The molecule also decreased tumor growth by inhibiting one mitochondrial gene (MT-ND2) and three nuclear genes (ACO2, ATP5B and TIMMDC1) involved in one of the stages of cell respiration and in energy production (oxidative phosphorylation).

As a result of the changes in energy metabolism, glutaminolysis decreased and glycolysis increased in cells that overexpressed miR-450a. According to researchers, this energy imbalance may lead to inefficient production of lipids, amino acids and nucleic acids by tumor cells, inhibiting the signaling pathways associated with tumor cell migration and invasion

Information from placenta

The details of this molecule’s action mechanism were discovered as a result of Muys’s master’s research, which was also supported by FAPESP and was linked to CTC. The study, published in PLOS ONE in 2016, showed that expression of miR-450a was high in placenta and low in tumors, including ovarian tumors. The group concluded that in the placenta, this and other microRNAs regulate mechanisms that are analogous to tumor development.

Although placenta and tumor formation are entirely different processes, their genetic programming is similar to a certain extent. “The placenta grows, invades the womb, proliferates, and undergoes vascularization in a process called angiogenesis. This is all tumors need, but genetic programming acts in a controlled manner in the placenta and not in tumors,” Silva Junior said.

The group then decided to look for novel therapeutic targets by studying genes that are highly expressed in the placenta and are inactive in tumors. “This correlation means molecules like miR-450a cease to regulate biological processes that are important to tumor development. Based on our findings, if a gene appears with these characteristics, we can assume it could be a good therapeutic target,” Silva Junior explained.
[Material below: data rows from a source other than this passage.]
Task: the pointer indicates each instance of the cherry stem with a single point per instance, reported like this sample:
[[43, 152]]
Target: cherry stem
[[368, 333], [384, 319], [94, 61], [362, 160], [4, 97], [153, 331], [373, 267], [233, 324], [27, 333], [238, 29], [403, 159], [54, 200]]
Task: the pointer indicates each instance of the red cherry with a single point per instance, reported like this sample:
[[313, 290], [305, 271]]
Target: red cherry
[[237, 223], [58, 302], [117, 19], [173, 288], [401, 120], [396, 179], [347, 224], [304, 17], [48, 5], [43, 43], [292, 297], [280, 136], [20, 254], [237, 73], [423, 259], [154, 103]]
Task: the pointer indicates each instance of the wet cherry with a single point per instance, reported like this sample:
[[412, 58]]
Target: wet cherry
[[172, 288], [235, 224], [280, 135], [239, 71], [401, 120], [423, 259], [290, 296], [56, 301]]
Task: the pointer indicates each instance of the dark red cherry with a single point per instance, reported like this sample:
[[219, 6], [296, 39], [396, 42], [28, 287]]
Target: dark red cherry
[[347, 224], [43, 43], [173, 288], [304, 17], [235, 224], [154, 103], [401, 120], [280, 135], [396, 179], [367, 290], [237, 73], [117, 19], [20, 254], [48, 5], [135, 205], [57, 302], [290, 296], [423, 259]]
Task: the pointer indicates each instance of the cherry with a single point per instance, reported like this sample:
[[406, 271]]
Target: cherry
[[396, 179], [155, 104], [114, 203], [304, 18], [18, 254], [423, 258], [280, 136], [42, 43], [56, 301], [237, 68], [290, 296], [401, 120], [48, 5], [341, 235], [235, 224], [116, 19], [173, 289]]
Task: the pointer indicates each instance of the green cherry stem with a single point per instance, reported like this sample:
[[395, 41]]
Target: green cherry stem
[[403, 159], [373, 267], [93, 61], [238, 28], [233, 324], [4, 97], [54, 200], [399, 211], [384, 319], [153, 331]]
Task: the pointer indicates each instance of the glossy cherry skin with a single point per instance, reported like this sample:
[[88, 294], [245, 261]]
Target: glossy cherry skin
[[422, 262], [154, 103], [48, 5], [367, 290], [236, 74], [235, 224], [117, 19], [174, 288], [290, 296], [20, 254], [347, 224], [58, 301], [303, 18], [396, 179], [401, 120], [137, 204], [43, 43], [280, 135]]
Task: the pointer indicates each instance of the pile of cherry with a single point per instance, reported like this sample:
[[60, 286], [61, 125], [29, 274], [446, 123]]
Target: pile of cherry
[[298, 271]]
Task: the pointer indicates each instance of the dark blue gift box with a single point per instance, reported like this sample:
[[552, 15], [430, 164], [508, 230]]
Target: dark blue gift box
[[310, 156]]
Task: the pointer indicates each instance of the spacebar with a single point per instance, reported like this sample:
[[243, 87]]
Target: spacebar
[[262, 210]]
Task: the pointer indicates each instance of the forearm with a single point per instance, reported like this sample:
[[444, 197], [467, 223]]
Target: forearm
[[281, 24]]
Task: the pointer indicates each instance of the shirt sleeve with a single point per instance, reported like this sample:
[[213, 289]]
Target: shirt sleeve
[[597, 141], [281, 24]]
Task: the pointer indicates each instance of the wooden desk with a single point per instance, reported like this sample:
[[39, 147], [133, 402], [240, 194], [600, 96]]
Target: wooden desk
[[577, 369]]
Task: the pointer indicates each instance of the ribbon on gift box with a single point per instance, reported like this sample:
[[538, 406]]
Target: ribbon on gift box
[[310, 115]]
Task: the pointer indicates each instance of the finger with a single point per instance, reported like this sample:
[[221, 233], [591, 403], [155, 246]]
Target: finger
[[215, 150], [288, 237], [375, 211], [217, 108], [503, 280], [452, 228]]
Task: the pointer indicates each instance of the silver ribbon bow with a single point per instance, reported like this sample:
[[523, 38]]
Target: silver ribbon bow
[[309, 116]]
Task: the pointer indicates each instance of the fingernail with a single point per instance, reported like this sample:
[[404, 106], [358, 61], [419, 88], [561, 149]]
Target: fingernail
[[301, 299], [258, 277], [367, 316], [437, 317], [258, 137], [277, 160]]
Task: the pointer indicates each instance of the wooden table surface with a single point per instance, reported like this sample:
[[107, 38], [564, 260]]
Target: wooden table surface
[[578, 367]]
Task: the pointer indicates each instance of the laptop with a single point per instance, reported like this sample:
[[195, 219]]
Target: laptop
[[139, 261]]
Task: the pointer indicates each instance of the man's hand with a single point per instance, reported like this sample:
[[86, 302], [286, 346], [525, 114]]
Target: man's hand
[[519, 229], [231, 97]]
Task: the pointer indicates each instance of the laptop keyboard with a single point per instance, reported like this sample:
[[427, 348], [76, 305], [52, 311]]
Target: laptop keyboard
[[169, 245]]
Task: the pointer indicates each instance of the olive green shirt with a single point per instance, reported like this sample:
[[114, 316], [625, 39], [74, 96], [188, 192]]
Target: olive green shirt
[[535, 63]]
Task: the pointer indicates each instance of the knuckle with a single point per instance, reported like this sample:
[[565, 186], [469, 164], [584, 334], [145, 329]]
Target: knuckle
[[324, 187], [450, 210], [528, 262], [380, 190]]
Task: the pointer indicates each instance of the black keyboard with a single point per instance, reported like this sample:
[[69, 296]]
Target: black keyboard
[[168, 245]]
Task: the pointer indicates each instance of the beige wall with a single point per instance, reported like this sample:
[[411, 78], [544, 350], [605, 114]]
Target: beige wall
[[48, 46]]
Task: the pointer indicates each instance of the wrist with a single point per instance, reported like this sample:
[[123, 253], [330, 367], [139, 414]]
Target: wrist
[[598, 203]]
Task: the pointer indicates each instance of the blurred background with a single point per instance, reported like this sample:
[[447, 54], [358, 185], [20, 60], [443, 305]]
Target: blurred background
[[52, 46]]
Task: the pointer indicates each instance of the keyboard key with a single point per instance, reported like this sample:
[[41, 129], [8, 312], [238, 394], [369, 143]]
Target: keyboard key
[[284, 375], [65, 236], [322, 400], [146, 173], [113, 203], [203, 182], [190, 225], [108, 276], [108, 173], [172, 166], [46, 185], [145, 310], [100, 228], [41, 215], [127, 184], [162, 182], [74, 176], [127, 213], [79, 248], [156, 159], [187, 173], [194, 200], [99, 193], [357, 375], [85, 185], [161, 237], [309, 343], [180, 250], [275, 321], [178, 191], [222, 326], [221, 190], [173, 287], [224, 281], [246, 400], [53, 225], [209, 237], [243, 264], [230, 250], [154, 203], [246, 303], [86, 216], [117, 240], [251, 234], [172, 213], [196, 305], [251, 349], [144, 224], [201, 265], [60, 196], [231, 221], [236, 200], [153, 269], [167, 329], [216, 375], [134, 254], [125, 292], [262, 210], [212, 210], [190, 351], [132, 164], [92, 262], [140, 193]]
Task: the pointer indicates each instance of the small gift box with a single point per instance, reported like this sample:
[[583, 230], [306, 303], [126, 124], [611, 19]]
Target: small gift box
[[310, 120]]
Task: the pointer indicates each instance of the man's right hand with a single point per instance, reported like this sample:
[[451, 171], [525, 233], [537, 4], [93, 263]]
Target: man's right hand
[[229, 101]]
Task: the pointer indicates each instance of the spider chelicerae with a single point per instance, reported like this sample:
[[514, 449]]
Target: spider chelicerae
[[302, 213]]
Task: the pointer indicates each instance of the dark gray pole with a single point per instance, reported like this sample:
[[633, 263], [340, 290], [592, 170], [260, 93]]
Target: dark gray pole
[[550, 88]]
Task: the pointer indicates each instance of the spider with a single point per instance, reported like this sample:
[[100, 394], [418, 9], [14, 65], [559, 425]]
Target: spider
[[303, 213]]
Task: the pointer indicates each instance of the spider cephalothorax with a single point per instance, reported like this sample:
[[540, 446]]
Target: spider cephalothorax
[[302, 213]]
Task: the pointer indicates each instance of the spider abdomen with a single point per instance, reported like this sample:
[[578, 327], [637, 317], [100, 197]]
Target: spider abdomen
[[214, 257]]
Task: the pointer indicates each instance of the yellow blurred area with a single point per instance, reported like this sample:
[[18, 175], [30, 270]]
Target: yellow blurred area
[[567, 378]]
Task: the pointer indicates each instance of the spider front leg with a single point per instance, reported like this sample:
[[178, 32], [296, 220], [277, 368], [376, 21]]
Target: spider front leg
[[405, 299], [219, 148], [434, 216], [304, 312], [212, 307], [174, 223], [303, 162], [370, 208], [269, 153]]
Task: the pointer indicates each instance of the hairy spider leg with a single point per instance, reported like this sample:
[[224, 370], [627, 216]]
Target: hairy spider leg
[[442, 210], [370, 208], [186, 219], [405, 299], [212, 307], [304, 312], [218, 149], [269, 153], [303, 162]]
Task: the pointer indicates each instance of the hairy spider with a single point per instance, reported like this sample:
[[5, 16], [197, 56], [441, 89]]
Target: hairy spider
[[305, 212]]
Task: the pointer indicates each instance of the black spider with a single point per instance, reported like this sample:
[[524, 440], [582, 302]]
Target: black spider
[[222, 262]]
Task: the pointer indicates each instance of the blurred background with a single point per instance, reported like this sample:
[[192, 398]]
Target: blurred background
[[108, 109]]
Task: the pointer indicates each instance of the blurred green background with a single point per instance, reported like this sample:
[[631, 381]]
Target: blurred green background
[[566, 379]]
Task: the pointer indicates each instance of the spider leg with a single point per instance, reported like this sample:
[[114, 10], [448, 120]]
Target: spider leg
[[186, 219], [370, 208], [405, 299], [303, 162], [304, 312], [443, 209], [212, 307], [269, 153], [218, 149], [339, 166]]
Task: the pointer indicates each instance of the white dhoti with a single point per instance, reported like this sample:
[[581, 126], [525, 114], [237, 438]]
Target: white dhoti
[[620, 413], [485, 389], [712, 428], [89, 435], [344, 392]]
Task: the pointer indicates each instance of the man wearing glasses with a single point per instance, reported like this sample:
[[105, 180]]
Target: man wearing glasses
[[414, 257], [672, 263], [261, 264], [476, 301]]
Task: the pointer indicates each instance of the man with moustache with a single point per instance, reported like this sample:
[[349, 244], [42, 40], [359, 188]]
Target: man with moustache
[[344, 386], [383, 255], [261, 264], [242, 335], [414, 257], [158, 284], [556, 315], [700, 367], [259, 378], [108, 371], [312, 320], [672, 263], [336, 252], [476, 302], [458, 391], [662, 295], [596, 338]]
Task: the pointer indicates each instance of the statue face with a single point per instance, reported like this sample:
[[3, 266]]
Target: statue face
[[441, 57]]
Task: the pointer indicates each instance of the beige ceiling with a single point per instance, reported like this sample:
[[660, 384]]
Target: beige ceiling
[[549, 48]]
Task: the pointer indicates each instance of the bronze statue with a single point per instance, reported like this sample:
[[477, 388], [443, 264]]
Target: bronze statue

The article “miR-450a acts as a tumor suppressor in ovarian cancer by regulating energy metabolism” (doi: 10.1158/0008-5472 CAN-19-0490) by Bruna Rodrigues Muys, Joanne F. Sousa, Jessica Rodrigues Place, Luiz Ferreira de Araújo, Aisha A. Arshad, Dimitris G. Anastasias, Xian Tao Wang, Xiao Ling Li, Greece Andreotti de Molfetta, Annalisa Rambo, Ashish Lal, Daniel Notre Vidal, Markus Hafner and Wilson A. Silva can be retrieved from: cancerres.aacrjournals.org/content/79/13/3294.